Why I'm always wearing T-shirts: Comfort and Discomfort in a Post-Vegas America
I own actual pajamas, with buttons and drawstrings and adorable patterns and one pair even with an initial on the pocket.
I also own blouses and sweaters and jackets and camisoles and all sorts of fantastic other garments.
I have given in to the T-shirt.
It has been courting me for decades: from that first one I got in T-ball, to the bags of parks and rec T-shirts I got for free from my dad that I showered upon all the girls in the senior class, bestowing upon me that inexplicable cool factor for at least three days.
I loved T-shirts in my 20s. I bought them all at Steve & Barry's, a now-defunct (shocking) clothing store that sold everything for $8.
I had my workout T-shirts from Steve & Barry's: Ohio State Buckeyes, Florida State Seminoles.

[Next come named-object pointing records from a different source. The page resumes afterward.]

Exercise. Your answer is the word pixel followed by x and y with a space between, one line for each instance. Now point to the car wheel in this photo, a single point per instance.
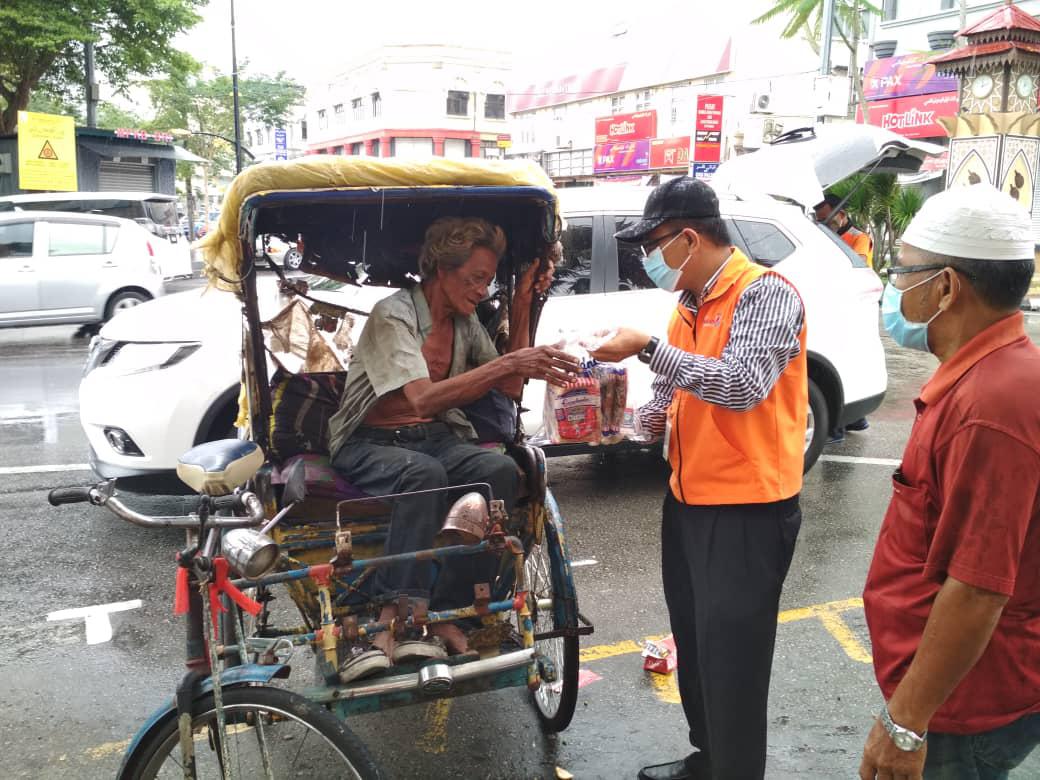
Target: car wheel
pixel 816 424
pixel 292 259
pixel 123 301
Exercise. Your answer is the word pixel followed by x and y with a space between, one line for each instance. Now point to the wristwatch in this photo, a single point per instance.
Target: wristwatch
pixel 905 738
pixel 647 352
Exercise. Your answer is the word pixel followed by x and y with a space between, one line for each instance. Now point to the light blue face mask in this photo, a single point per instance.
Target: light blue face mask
pixel 905 333
pixel 659 271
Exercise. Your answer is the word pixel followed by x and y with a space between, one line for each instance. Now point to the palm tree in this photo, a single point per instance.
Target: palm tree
pixel 879 205
pixel 805 18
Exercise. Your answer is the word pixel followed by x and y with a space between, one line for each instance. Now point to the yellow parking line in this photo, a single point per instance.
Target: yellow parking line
pixel 829 615
pixel 436 737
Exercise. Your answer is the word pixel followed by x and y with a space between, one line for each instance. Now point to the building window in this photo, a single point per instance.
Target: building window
pixel 458 103
pixel 494 106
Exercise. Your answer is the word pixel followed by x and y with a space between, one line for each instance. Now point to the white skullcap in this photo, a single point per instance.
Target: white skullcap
pixel 976 222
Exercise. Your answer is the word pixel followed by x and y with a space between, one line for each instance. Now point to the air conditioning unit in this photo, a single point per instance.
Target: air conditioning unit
pixel 760 103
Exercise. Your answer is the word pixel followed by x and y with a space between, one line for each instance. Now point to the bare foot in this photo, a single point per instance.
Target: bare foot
pixel 452 637
pixel 384 640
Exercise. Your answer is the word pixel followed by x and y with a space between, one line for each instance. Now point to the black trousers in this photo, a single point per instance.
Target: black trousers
pixel 440 460
pixel 723 569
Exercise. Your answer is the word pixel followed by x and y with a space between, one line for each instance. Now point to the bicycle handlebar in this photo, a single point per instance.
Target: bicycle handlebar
pixel 102 495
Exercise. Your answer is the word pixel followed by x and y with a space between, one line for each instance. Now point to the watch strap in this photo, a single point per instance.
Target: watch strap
pixel 900 735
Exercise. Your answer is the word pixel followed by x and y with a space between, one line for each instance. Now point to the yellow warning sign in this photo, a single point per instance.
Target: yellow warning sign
pixel 46 152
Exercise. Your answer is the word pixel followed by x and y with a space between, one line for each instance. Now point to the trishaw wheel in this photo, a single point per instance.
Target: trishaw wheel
pixel 266 728
pixel 545 577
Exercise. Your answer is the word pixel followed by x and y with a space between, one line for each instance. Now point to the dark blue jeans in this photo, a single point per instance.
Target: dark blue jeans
pixel 382 468
pixel 987 756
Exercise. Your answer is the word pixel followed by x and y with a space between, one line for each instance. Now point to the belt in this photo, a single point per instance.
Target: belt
pixel 418 432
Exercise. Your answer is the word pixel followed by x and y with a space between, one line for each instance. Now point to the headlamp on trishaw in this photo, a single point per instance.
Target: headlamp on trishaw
pixel 468 521
pixel 249 552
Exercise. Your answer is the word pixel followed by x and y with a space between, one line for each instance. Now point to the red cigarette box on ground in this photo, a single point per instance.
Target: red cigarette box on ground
pixel 660 656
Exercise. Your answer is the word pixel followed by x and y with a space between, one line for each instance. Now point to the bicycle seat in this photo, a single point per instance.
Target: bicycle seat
pixel 217 467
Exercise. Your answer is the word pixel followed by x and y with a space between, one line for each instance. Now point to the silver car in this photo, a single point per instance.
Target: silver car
pixel 66 268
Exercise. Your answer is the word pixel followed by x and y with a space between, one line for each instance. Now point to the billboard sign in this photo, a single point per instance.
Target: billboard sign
pixel 916 117
pixel 904 76
pixel 670 152
pixel 626 127
pixel 46 152
pixel 621 156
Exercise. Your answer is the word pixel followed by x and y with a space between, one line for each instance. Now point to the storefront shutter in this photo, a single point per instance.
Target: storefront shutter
pixel 131 177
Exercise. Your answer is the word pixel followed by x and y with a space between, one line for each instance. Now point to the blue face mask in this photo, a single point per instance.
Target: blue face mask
pixel 659 271
pixel 905 333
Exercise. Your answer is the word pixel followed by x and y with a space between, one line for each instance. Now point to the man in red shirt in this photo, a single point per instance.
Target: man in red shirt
pixel 953 594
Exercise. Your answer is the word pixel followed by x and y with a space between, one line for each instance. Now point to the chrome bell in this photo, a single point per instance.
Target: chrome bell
pixel 249 552
pixel 468 520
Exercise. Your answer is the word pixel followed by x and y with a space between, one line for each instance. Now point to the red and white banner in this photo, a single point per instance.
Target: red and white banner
pixel 626 127
pixel 707 141
pixel 670 152
pixel 916 117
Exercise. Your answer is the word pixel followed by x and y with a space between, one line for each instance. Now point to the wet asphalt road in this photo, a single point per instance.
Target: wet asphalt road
pixel 67 708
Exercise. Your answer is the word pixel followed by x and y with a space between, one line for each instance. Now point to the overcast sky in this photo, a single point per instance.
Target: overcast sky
pixel 309 39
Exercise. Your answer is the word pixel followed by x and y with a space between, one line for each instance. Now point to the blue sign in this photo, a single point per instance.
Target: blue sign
pixel 703 170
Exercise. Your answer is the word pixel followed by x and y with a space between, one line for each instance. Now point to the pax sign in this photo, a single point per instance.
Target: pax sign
pixel 626 127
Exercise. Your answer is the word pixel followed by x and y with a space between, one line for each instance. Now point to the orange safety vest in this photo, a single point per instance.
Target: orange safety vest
pixel 860 242
pixel 720 456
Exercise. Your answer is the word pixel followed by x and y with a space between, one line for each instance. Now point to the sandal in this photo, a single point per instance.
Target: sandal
pixel 363 664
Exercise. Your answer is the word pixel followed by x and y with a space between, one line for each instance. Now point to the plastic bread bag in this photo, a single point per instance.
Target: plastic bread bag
pixel 614 395
pixel 572 412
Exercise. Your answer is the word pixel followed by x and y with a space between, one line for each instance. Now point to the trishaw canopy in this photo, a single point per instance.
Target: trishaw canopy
pixel 320 178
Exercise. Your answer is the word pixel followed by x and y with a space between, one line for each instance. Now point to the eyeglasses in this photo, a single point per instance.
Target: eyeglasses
pixel 901 269
pixel 657 241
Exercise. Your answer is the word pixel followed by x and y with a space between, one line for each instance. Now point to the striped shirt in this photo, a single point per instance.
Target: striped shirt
pixel 763 339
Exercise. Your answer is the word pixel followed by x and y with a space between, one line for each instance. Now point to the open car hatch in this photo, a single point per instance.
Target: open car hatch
pixel 802 163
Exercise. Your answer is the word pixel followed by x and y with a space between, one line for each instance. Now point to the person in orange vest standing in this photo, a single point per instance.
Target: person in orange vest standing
pixel 837 219
pixel 730 398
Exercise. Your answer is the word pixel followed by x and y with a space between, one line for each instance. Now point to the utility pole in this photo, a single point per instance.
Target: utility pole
pixel 827 32
pixel 234 92
pixel 91 84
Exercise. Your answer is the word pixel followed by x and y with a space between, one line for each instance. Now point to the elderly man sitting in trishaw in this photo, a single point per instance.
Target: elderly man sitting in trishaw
pixel 421 356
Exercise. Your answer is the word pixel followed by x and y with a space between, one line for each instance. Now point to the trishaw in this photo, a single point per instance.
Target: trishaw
pixel 273 513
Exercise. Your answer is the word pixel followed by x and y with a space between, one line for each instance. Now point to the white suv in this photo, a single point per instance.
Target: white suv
pixel 164 377
pixel 601 283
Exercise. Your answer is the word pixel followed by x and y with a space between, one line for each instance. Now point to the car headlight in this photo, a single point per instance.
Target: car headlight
pixel 130 357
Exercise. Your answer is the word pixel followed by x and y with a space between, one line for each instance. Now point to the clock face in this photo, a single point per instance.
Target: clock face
pixel 1024 85
pixel 982 85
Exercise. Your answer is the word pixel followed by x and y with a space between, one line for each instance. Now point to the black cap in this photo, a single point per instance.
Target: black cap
pixel 680 199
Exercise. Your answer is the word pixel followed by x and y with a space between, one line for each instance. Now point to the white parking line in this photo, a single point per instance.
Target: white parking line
pixel 44 469
pixel 99 627
pixel 865 461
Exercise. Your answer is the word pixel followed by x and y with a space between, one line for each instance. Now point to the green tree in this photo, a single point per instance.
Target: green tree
pixel 42 45
pixel 805 19
pixel 879 205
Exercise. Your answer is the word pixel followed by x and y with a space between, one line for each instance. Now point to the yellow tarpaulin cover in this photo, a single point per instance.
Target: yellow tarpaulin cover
pixel 223 251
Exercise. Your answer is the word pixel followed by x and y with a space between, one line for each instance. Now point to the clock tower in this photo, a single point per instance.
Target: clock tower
pixel 996 135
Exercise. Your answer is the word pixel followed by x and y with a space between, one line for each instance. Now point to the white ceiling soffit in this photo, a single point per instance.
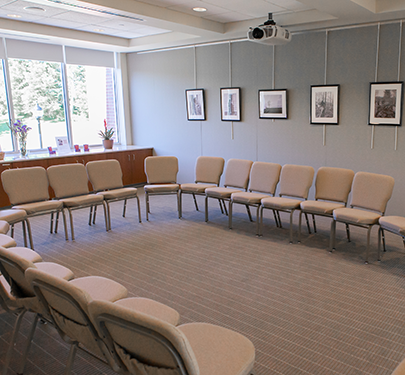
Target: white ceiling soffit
pixel 140 25
pixel 381 6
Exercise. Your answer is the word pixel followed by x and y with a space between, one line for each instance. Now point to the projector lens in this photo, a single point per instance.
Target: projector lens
pixel 258 33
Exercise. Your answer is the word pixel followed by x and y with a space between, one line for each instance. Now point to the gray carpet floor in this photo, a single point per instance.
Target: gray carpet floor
pixel 307 311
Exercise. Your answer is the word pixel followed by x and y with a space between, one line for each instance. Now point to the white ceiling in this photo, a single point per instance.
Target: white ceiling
pixel 137 25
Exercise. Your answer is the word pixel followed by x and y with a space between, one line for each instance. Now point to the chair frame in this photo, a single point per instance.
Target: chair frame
pixel 216 183
pixel 102 318
pixel 74 345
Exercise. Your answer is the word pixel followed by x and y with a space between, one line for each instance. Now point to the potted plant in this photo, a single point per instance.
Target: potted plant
pixel 107 135
pixel 21 132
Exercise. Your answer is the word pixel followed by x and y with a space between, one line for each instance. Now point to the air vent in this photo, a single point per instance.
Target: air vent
pixel 96 9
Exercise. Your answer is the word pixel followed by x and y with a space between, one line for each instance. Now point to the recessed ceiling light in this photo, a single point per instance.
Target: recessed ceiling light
pixel 35 9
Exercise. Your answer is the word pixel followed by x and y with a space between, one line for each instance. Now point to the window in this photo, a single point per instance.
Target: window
pixel 92 99
pixel 5 134
pixel 37 95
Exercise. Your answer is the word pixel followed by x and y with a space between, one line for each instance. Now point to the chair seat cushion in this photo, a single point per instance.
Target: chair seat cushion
pixel 27 254
pixel 218 192
pixel 248 198
pixel 4 226
pixel 121 193
pixel 320 207
pixel 13 215
pixel 162 188
pixel 82 200
pixel 356 216
pixel 195 188
pixel 33 208
pixel 7 241
pixel 395 224
pixel 150 307
pixel 219 350
pixel 56 270
pixel 280 203
pixel 101 288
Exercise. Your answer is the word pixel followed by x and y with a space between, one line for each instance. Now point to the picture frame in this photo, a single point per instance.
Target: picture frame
pixel 385 103
pixel 324 104
pixel 195 105
pixel 273 104
pixel 230 104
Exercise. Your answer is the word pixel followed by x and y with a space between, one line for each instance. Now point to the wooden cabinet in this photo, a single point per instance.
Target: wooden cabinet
pixel 131 160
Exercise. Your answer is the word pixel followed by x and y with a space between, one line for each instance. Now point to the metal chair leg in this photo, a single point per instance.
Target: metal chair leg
pixel 383 238
pixel 230 214
pixel 71 358
pixel 299 226
pixel 125 208
pixel 195 202
pixel 51 229
pixel 332 235
pixel 308 226
pixel 90 214
pixel 206 208
pixel 10 350
pixel 139 209
pixel 368 243
pixel 249 214
pixel 28 344
pixel 291 220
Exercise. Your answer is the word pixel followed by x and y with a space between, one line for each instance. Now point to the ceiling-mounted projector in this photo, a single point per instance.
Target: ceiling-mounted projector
pixel 269 33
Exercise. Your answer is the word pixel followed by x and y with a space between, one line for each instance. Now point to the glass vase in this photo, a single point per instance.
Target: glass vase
pixel 23 147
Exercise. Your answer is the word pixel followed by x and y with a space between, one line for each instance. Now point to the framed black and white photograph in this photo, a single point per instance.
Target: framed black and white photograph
pixel 230 104
pixel 195 105
pixel 325 104
pixel 385 103
pixel 273 104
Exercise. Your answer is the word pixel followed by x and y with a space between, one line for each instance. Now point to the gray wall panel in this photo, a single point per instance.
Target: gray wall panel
pixel 351 62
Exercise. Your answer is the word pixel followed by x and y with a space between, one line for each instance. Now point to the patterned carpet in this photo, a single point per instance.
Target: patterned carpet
pixel 306 311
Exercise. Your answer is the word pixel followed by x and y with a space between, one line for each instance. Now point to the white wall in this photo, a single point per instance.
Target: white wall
pixel 158 81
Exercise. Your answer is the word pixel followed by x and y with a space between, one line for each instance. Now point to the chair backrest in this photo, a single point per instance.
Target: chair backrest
pixel 295 180
pixel 371 191
pixel 264 177
pixel 13 268
pixel 208 169
pixel 161 169
pixel 104 174
pixel 67 306
pixel 237 173
pixel 142 343
pixel 25 185
pixel 333 184
pixel 68 180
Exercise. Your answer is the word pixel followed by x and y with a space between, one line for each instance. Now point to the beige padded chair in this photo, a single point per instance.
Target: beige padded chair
pixel 28 190
pixel 262 183
pixel 17 295
pixel 370 195
pixel 142 344
pixel 70 184
pixel 13 216
pixel 236 180
pixel 208 172
pixel 67 304
pixel 332 188
pixel 161 172
pixel 295 181
pixel 393 224
pixel 106 179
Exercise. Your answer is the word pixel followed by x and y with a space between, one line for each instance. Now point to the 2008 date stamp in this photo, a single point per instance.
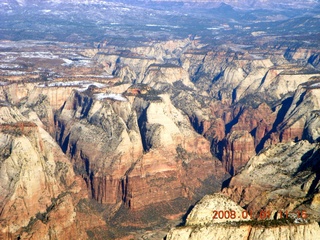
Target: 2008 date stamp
pixel 261 215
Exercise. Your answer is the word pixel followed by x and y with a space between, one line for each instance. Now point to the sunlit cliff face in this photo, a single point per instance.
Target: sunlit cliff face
pixel 116 119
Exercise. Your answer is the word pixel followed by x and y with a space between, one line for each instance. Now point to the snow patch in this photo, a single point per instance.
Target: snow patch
pixel 83 85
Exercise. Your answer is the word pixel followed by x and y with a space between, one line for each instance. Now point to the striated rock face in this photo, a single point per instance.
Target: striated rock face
pixel 204 211
pixel 145 152
pixel 39 190
pixel 256 187
pixel 239 148
pixel 200 225
pixel 301 119
pixel 306 231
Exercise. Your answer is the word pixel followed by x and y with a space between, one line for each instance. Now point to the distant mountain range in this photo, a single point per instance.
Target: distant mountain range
pixel 244 4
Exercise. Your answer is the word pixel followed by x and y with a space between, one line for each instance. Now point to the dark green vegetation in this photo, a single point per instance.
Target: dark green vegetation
pixel 136 23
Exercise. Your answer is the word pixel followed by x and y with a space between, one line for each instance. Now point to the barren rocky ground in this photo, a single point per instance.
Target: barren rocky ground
pixel 113 127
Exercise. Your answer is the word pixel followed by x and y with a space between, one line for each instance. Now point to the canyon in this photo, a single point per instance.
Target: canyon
pixel 117 135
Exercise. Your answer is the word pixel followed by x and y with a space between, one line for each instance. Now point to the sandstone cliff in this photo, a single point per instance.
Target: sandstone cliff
pixel 39 190
pixel 201 225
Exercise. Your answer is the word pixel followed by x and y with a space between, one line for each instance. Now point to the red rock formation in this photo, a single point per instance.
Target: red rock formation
pixel 238 150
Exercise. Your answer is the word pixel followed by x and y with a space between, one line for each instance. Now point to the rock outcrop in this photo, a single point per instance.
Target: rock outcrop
pixel 201 224
pixel 39 190
pixel 146 152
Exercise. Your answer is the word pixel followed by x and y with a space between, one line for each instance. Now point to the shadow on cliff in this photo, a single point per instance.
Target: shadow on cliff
pixel 280 117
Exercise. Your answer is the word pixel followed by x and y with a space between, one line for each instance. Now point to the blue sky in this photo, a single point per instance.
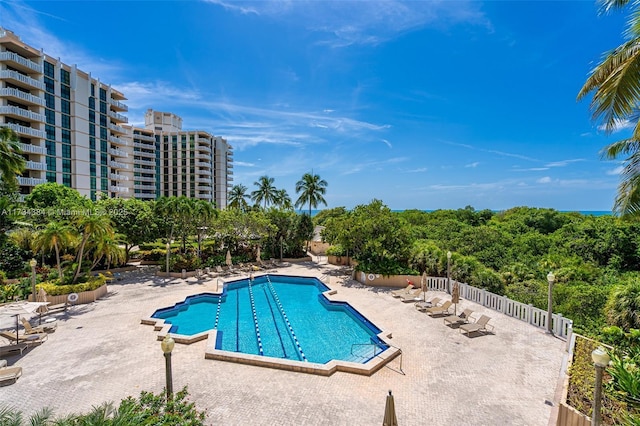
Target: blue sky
pixel 423 105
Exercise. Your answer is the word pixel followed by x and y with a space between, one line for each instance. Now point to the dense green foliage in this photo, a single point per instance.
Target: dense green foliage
pixel 148 409
pixel 595 259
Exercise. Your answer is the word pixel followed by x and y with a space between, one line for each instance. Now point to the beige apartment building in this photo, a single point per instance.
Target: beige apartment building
pixel 73 131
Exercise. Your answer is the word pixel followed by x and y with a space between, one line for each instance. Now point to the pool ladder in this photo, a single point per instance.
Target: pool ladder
pixel 286 320
pixel 255 320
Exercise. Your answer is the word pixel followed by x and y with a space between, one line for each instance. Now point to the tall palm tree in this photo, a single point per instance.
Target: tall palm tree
pixel 283 200
pixel 311 188
pixel 97 227
pixel 266 192
pixel 238 198
pixel 615 84
pixel 56 236
pixel 11 161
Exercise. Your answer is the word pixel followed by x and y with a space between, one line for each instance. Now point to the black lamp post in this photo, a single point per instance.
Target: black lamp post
pixel 167 346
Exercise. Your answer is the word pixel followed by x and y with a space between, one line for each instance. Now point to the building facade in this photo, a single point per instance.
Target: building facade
pixel 73 130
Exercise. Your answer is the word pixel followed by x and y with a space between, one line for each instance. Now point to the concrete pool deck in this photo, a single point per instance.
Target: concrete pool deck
pixel 100 352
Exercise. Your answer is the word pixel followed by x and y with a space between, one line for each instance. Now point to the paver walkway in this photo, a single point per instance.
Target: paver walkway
pixel 101 352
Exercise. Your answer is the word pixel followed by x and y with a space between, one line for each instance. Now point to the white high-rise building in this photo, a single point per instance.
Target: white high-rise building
pixel 72 131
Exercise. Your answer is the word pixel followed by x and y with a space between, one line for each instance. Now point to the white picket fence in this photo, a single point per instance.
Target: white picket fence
pixel 561 326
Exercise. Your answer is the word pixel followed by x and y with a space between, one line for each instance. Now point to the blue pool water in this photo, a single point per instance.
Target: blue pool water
pixel 280 317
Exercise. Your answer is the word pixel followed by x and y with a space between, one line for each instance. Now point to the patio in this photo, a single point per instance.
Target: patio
pixel 101 352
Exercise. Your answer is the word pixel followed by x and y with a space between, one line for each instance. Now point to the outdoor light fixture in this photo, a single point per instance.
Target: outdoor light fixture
pixel 550 279
pixel 601 360
pixel 33 264
pixel 449 272
pixel 167 346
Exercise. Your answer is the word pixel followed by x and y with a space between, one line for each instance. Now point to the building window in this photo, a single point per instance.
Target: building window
pixel 50 100
pixel 66 136
pixel 65 92
pixel 49 69
pixel 66 121
pixel 64 77
pixel 49 85
pixel 51 164
pixel 50 116
pixel 65 106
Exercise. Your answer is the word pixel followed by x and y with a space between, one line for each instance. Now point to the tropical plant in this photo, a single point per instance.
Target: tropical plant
pixel 94 227
pixel 311 189
pixel 615 83
pixel 266 192
pixel 11 161
pixel 55 236
pixel 238 198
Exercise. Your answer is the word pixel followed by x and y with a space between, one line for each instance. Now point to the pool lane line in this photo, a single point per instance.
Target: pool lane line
pixel 274 321
pixel 255 320
pixel 286 320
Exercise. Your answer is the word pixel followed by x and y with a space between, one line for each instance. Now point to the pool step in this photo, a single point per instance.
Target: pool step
pixel 362 353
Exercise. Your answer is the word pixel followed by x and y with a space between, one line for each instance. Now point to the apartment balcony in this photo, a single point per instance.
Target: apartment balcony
pixel 17 112
pixel 116 176
pixel 116 129
pixel 20 62
pixel 118 152
pixel 33 149
pixel 26 131
pixel 33 165
pixel 144 162
pixel 148 187
pixel 203 148
pixel 118 165
pixel 21 79
pixel 145 138
pixel 15 94
pixel 117 105
pixel 117 141
pixel 145 195
pixel 22 181
pixel 117 117
pixel 119 189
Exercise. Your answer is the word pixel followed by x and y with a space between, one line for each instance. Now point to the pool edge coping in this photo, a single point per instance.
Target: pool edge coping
pixel 368 368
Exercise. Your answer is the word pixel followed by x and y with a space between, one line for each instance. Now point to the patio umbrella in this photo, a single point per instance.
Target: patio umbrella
pixel 455 296
pixel 17 309
pixel 390 412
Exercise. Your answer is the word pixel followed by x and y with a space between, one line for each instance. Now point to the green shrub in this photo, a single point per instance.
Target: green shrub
pixel 336 250
pixel 55 290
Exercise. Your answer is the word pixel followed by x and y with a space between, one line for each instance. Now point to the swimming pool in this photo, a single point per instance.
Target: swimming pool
pixel 278 316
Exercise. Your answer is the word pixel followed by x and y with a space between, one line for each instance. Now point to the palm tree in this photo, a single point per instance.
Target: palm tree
pixel 283 200
pixel 616 86
pixel 97 227
pixel 266 192
pixel 55 236
pixel 11 161
pixel 238 198
pixel 313 188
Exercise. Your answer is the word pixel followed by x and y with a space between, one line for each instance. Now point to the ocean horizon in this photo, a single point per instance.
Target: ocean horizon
pixel 583 212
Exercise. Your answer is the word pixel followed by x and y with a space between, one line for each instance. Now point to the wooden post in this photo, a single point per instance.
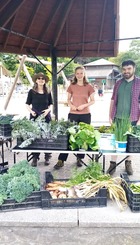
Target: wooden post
pixel 15 81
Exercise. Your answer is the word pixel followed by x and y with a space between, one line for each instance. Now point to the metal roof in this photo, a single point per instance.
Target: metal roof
pixel 85 28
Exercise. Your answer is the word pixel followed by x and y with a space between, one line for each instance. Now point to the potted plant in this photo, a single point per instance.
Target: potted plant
pixel 39 134
pixel 121 126
pixel 83 136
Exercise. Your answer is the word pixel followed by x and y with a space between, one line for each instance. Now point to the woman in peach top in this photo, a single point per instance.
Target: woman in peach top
pixel 80 98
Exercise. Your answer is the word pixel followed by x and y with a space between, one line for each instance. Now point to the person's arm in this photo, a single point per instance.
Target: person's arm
pixel 91 102
pixel 30 110
pixel 110 111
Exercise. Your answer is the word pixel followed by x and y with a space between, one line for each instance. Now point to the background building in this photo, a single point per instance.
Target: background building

I had my "going out" T-shirts from Steve & Barry's: a Canada flag with a silhouetted hockey player that I liked to wear with black short-shorts and high heels.
I had my church T-shirts: plain in color and worn with peasant skirts.
I had my work T-shirts: worn under a Juicy Couture clearance velvet blazer.
Now in my 30s I'd graduated to V-necks with stretch, purchased on Amazon and at Target and sometimes on sale at Nordstrom.
I have taken to wearing them to bed too, hugging myself around the waist and breathing in - breathing out - as if a simple garment could make the world safe and predictable again, like it was in T-ball and high school.
I pulled on my Florida t-shirt, with its picture of beaches and palm trees, when my former home in Bonita Springs was pummeled by Hurricane Irma.
Finding out about Las Vegas, where I got engaged and served as a pastor for a year - where my son was baptized - I exhaustedly pulled a red T-shirt over my head and climbed into bed at the end of a long, emotional day.
I was leading a workshop for preachers and I could feel the sense of desperation and fatigue battling within me. The word of God needed so desperately now. Our inability to communicate it rightly. Its hijacking by those who would use it to spread hatred, fear and death.
A red T-shirt, the color of blood spilled not just in Las Vegas but in Orlando and Newtown and San Bernardino. And at the high school my husband graduated from: last week a teenager shot herself.